The student told The New York Times in a report published last Friday that the investigating officer in the Wilson case questioned the student's mental state and said he didn't want to "ruin" Wilson's record by arresting him if there was a chance he was innocent. The report cites the student as saying Wilson's status on the football team was a major factor in the officer's reluctance to pursue Wilson.
Gonzalo Bellini, the student's father, disputed that notion.
"There was no pressure on my son or on my side not to file charges," Gonzalo Bellini told the Democrat Monday. "They let (Wilson) go because he mentioned that the scooter had been lent to him."
However, Bellini did indicate Wilson's status as a football player played a factor in the investigation. According to Bellini, an investigator working for Tim Jansen, Wilson's attorney, contacted Bellini and asked if the case could be resolved "without it getting out of hand" due ton concerns over what might happen to Wilson's reputation.

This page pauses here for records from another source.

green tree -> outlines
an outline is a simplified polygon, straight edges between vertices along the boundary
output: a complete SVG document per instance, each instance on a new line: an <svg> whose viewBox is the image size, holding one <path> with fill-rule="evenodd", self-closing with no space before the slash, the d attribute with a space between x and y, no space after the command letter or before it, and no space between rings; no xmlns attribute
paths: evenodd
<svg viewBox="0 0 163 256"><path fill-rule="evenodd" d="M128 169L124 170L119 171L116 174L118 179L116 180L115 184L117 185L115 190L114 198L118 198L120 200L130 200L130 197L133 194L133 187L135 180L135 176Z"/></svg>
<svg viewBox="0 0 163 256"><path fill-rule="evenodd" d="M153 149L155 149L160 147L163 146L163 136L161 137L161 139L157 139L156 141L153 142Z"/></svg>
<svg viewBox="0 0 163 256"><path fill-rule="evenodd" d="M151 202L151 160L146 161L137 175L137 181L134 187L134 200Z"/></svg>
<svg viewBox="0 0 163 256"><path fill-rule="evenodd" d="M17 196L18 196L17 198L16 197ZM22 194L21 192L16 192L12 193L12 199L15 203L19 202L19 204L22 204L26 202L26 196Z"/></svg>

"I feel that special steps were taken, I don't know by who or how, to resolve Jesus Wilson's problems faster than what it would usually be for someone involved with this," Bellini said.
Bellini also refuted what his son said about being questioned about his mental state.
After the Times report was published Friday, the Tallahassee Police Department opened an internal investigation into the claim that the officer attempted to influence Bellini's son not to file charges.
Wilson, who first said he was allowed by the scooter's owner to drive it, later admitted he had stolen it and pleaded out to misdemeanor charges of petty theft and criminal mischief. As part of his punishment, he paid $1,074 in restitution to the scooter owner and was sentenced to 30 days of jail work camp and two years' probation, which can be reduced to one year following the completion of the work camp.
Wilson was suspended indefinitely by Florida State during the investigation and later reinstated after missing the team's season opener against Oklahoma State. A sophomore, he has 21 receptions for 262 yards and four touchdowns this season.
As raised by the Times, Florida State and local police have faced questions over their investigatory processes when football players have been accused of crimes, most notably involving starting quarterback Jameis Winston and his alleged sexual assault of a female student in December 2012. Winston, who was investigated by police and ultimately not charged, currently faces a disciplinary hearing related to the incident.